The East African component of the International Corpus of English

Corpus design

The East African component of the International Corpus of English (ICE-EA) is a database of written and spoken material from Kenya and Tanzania. All material was collected in the period between 1991 and 1996. The spoken component consists of (inter alia) transcriptions of informal conversations, classroom discussions, broadcast discussions and interviews and monologues. The written component includes newspaper articles, short stories and novels, informal and business letters, academic articles, monographs and other material. When compiling this corpus we followed the ICE stipulations as closely as possible to make a comparison with corpora of other varieties possible. At some points a few minor modifications of categories were necessary for two reasons: For example, it was difficult to acquire a sufficient number of texts for the natural science category because there are simply not enough monographs of this sort written and published by East Africans. English radio programmes can be recorded in both countries, but there are far fewer listeners in Tanzania because Swahili is the preferred language in every day conversations.

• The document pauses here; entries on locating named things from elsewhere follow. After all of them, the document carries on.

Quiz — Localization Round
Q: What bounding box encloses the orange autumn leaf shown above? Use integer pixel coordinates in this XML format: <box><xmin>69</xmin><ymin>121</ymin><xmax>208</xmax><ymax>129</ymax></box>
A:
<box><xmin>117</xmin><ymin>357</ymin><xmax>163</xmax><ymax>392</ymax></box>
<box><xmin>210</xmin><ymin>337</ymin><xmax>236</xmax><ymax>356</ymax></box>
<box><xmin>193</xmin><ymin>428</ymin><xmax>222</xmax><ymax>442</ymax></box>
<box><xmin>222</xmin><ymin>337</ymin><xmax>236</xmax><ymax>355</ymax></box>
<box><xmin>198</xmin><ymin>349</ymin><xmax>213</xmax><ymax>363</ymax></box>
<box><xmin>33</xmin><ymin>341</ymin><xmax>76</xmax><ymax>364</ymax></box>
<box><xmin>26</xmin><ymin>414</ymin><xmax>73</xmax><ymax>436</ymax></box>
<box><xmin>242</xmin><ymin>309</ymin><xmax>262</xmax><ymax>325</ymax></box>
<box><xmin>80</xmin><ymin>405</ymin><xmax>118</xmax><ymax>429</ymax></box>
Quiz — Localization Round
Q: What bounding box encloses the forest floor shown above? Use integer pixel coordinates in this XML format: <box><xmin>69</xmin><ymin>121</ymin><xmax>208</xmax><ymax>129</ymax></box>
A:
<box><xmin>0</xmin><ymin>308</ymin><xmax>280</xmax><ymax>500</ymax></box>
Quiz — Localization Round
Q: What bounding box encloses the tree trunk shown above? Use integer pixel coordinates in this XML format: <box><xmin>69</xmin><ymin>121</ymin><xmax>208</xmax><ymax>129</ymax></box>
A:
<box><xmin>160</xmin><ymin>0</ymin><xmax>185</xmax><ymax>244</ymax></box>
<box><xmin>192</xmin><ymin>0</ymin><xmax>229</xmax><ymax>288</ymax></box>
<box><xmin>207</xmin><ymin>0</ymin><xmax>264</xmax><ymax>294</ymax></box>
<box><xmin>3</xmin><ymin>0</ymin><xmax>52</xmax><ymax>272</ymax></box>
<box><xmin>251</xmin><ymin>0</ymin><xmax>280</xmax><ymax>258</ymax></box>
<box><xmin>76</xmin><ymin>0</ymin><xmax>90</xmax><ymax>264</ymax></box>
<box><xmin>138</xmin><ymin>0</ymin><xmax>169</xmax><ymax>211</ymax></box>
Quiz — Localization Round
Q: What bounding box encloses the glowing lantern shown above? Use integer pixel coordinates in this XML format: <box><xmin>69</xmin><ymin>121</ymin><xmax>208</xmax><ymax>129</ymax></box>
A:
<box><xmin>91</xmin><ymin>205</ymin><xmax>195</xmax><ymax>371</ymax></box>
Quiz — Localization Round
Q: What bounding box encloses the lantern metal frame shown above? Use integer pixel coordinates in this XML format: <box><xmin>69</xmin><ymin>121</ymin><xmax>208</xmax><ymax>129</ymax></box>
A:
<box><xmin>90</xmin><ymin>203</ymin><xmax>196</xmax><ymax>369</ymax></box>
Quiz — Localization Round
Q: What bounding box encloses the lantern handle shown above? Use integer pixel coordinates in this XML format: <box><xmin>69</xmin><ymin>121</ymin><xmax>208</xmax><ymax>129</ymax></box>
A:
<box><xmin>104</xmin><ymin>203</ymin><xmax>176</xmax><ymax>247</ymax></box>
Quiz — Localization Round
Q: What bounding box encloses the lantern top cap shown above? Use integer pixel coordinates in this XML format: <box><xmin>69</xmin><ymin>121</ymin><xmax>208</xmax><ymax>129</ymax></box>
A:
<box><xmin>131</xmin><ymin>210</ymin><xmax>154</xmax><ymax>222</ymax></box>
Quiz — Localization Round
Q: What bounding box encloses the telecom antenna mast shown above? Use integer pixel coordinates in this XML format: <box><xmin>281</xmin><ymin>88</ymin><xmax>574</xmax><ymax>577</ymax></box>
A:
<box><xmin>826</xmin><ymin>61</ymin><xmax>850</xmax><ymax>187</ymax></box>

Another important modification of this corpus is its size: whereas the ICE guidelines only require 200 texts (i.e. 400,000 words) in the written components of each subcorpus, we decided to compile parallel written corpora for Kenya and Tanzania, thus producing 800,000 words of written data for East African English. One of the reasons for doing this was that the linguistic situation in Kenya and Tanzania differs to such an extent that we considered it to be necessary to represent both varieties of written English fully. English is, certainly, a second language variety in Kenya (ESL) but classification of the position of the language in Tanzania is not clear-cut. In both countries, English is prestigious, being the language of secondary and tertiary education and the High Court, but Kiswahili is the language used in Parliament and government institutions in Tanzania. English serves as a lingua franca between people of various ethnic groups in Kenya, particularly in bigger towns, and the capital, Nairobi, but Kiswahili fulfils this function in Tanzania.

The accompanying manual provides a comprehensive description of all text categories with special reference to ICE-East Africa, in addition to lists of all the texts used, background information on the speakers and authors where this could be obtained. The manual is published with the corpus on the new ICAME CD-ROM.